俺が溜め息をついていると、ユリアとルリは決まったようで、店主に声をかけていた。
「私、黒いやつ2個下さい!」
「じゃあ僕は白いやつを3個!」
「毎度ありがとうございます」
他の言葉喋れるじゃねぇか。何でパケファリブル饅頭のときだけ壊れたゴーレムみたいになるんだよこの人。

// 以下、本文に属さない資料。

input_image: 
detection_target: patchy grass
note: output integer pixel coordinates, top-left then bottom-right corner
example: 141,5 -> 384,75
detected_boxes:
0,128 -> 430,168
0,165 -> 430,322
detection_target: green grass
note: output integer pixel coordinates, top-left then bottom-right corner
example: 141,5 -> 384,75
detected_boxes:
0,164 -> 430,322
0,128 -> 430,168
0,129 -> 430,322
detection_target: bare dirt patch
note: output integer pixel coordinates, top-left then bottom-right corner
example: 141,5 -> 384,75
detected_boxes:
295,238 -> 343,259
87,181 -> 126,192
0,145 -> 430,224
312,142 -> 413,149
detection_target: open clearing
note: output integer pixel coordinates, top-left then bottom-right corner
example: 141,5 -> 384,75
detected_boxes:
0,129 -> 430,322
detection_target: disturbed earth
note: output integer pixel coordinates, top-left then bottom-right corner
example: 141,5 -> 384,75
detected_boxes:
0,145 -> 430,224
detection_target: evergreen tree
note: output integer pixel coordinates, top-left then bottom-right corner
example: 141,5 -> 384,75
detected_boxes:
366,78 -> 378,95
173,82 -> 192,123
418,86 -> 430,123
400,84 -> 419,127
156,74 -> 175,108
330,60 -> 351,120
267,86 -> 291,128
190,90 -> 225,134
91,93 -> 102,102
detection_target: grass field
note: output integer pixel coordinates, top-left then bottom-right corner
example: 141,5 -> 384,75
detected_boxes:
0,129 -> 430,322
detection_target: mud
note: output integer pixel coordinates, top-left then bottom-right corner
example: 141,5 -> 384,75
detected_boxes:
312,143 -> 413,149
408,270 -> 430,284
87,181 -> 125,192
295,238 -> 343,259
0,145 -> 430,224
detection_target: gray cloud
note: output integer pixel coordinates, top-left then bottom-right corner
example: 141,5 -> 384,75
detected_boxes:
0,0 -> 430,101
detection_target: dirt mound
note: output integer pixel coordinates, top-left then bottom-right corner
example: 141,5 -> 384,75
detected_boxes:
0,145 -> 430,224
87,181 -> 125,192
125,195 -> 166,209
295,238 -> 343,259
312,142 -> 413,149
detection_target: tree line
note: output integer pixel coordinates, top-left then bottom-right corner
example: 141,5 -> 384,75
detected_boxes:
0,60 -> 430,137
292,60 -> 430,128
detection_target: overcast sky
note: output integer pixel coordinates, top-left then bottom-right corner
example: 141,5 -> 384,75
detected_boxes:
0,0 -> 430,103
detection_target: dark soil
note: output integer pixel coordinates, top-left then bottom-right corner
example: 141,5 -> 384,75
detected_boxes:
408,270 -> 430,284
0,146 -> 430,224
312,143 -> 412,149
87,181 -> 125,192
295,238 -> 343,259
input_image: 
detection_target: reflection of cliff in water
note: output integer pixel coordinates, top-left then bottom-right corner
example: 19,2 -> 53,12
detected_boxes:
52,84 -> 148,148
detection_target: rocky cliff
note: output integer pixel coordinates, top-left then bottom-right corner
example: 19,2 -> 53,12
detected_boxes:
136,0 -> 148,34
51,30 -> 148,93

……はぁ、仕方ない。このままだと気になって眠れなさそうだし。
「パケファリブル饅頭1個下さい」
「毎度ありがとうございますぅ!!!」
何でパケファリブル饅頭頼んだときだけテンション上がってんだよ。
不審に思いながらも、俺はパケファリブル饅頭(普通の饅頭と料金は変わらなかった)を購入し、一口食べてみた。
「…………?????」
何だこれ。意味がわからない。不味いわけではない。かと言って美味しいわけでもない。さらに無味なわけでもないし、明確に味を感じるわけでもない。
もう一度言おう。何だこれ。
他の4人が美味しそうに饅頭を食べてるのに何で俺だけこんな訳のわからないものを食ってるんだ。
というか結局パケファリブルってなんなんだよ。
「……あの」
再び店主に視線を向けると、店主は笑顔で口を開いた。
「どうです? 一口食べたときの味は。 思わずパケファリブルと呼びたくなるような味をしておりませんか?」
「すみません。まったく意味がわかりません」
結局、パケファリブルについては何一つわからなかった。